限于篇幅,云打码刷卷的代码请在 Github 查阅,喜欢的请给个 Star
sojump

随机获取答案

def get_post_data():
    tmp_data = []
    duplicate = {}
    html = requests.get('https://sojump.com/jq/' + curID + '.aspx', verify=False)
    num_reg = "id='div(.*?)'"
    num = re.findall(num_reg, html.text, re.S)[-1].split('_')[0].strip('question')  # 题目总数
    topic_reg = "rel='q(.*?)'"
    topic = re.findall(topic_reg, html.text, re.S)
    for t in topic:
        duplicate[str(t.split('_')[0])] = str(t.split('_')[1])  # 题目选项最大序号
    for x in range(1, int(num)+1):
        tmp = []
        for y in range(1, int(duplicate[str(x)])+1):
            tmp.append(str(y))
        answer = random.choice(tmp)  # 随机答案
        tmp_data.append(str(x) + '$' + answer + '}')
    tmp_data[-1] = tmp_data[-1].split('}')[0]
    # 带加权平均概率的答案选项
    # tmp_data[1] =  '2$' + excepted_answer(['1', '2'], [0.8, 0.2]) + '}'
    post_data = {'submitdata': ''.join(tmp_data)}
    return post_data


单次提交

def single_post(proxy):
    count = 0
    ip = str(proxy['http'].split('//')[1])
    try:
        judge = requests.get(url='http://sojump.com/jq/' + curID + '.aspx', proxies=proxy, headers=post_headers, timeout=5)
        if judge.status_code == 200:
            rn = re.findall('var rndnum="(.*?)";', judge.text)[0]
            url = 'http://sojump.com/handler/processjq.ashx?submittype=1&curID=' + curID + '&t=' + t + '&starttime=' + starttime + '    &rn=' + rn
            while(count < 5):
                rsp = requests.post(url=url, headers=post_headers, proxies=proxy, data=get_post_data(), verify=False, timeout=5)
                if u'不符合' in rsp.text:
                    print(u'答案不符合要求')
                    break
                if u'验证码' in rsp.text:
                    print(u'%s 不可用' % ip)
                    break
                if 'complete' in rsp.text:
                    finished =  rsp.text.split('&')[2].strip('jidx=')
                    print(u'代理IP -> %s 可用,问卷ID -> %s,已填写 -> %s 份' % (ip, curID, finished))
                count += 1
        else:
            print('http_status_code: %s' % judge.status_code)
    except Exception as e:
        # raise e
        print(ip + ' -> timeout')

多进程

def multi_post(proxies):
    multiprocessing.freeze_support()
    pool = multiprocessing.Pool(multiprocessing.cpu_count())
    result = pool.map_async(single_post, proxies)
    pool.close()
    pool.join()

为什么没有多线程

其实是有的,而且线程数控制在 50 就可以了,只是。

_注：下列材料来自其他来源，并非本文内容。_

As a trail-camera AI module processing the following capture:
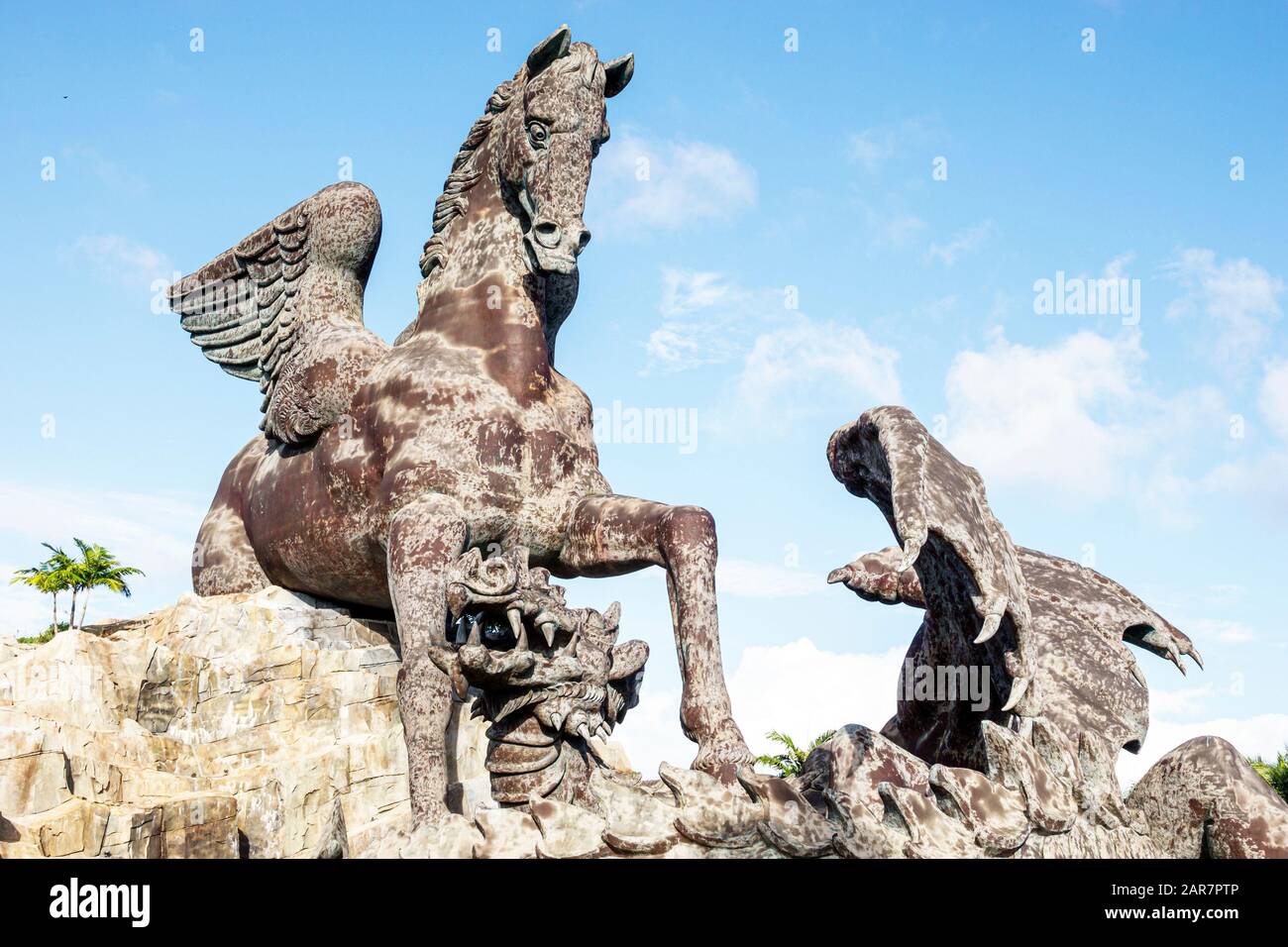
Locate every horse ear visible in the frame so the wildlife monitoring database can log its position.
[528,23,572,78]
[604,53,635,99]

。。

一般问卷 200 份的数据足矣

开着这么多线程去刷卷跟攻击人家服务器有什么区别呢

取消回显能增加多线程刷卷速度(逃

获取代理

这里安利一个免费代理网站:GatherProxy需要梯子注册个账号,一次大概能获取到 200+ 的 HTTP 代理和 1000+ 的 Socks 代理(可用),然而懒人表示连登录的验证码都懒得填,于是乎发现 POST 登陆不需要验证码(WTF???

取消验证码登陆

def login():
    with requests.Session() as tmp:
        final = None
        is_login = tmp.get(url=manage_url, headers=manage_headers, verify=False)
        if u'防重复填写' in is_login.text:
            print(u'利用cookie登陆成功')
            final = is_login
        if u'刷票' in is_login.text:
            print(u'访问频率过快已被禁止,请解封IP')
            exit(0)
        else:
            __EVENTVALIDATION = tmp.get(url='https://www.sojump.com/login.aspx', verify=False)
            login_data['__EVENTVALIDATION'] = str(re.findall('id="__EVENTVALIDATION" value="(.*?)"', __EVENTVALIDATION.text, re.S)[0])

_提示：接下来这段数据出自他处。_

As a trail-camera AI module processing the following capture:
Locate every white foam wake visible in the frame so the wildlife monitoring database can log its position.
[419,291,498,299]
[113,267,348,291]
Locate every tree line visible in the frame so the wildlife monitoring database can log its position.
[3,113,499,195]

            direct_login = tmp.post(url=login_url, headers=login_headers, data=login_data, verify=False)
            if u'防重复填写' in direct_login.text:
                print(u'问卷星账号登陆成功')
                save_cookies(tmp)
                final = direct_login
    return final


def save_cookies(tmp):
    manage_headers['Cookie'] = '.ASPXANONYMOUS=' + tmp.cookies['.ASPXANONYMOUS'] + '; ASP.NET_SessionId=h42i5qi2qtfc13bst354sqpl;' \
        + ' lllogcook=1; UM_distinctid=15df4f515f9c6b-06820b32589124-791238-144000-15df4f515fabeb;' \
        + ' SojumpSurvey=' + tmp.cookies['SojumpSurvey'] + ';' \
        + ' WjxUser=WjxUser=UserName=' + UserName + '&Type=1;' \
        + ' _cnzz_CV4478442=%E7%94%A8%E6%88%B7%E7%89%88%E6%9C%AC%7C%E5%85%8D%E8%B4%B9%E7%89%88%7C1503056280855;' \
        + ' CNZZDATA4478442=cnzz_eid%3D231769859-1503051247-https%253A%252F%252Fwww.sojump.com%252F%26ntime%3D1503051247'
    with open ('userInfo/cookie.txt', 'w') as cookie:
        cookie.write(manage_headers['Cookie'])
    return manage_headers['Cookie']


def disable_captcha(rsp):  # 取消登录验证码
    cancel_data = {}
    __VIEWSTATE = re.findall(b'__VIEWSTATE\" value=\"(.*?)\"', rsp.content, re.S)[0]
    __VIEWSTATEGENERATOR = re.findall(b'__VIEWSTATEGENERATOR\" value=\"(.*?)\"', rsp.content, re.S)[0]
    __SCROLLPOSITIONX = re.findall(b'__SCROLLPOSITIONX\" value=\"(.*?)\"', rsp.content, re.S)[0]
    __SCROLLPOSITIONY = re.findall(b'__SCROLLPOSITIONY\" value=\"(.*?)\"', rsp.content, re.S)[0]
    cancel_data['__VIEWSTATE'] = __VIEWSTATE.decode(rsp.encoding)
    cancel_data['__VIEWSTATEGENERATOR'] = __VIEWSTATEGENERATOR.decode(rsp.encoding)
    cancel_data['__SCROLLPOSITIONX'] = __SCROLLPOSITIONX.decode(rsp.encoding)
    cancel_data['__SCROLLPOSITIONY'] = __SCROLLPOSITIONY.decode(rsp.encoding)
    cancel_data['ctl02$ContentPlaceHolder1$btnSave2'] = '保存设置'
    c_rsp = requests.post(url=manage_url, headers=manage_headers, data=cancel_data, verify=False)
    if u'保存设置' in c_rsp.text:
        print(u'已取消验证码设置')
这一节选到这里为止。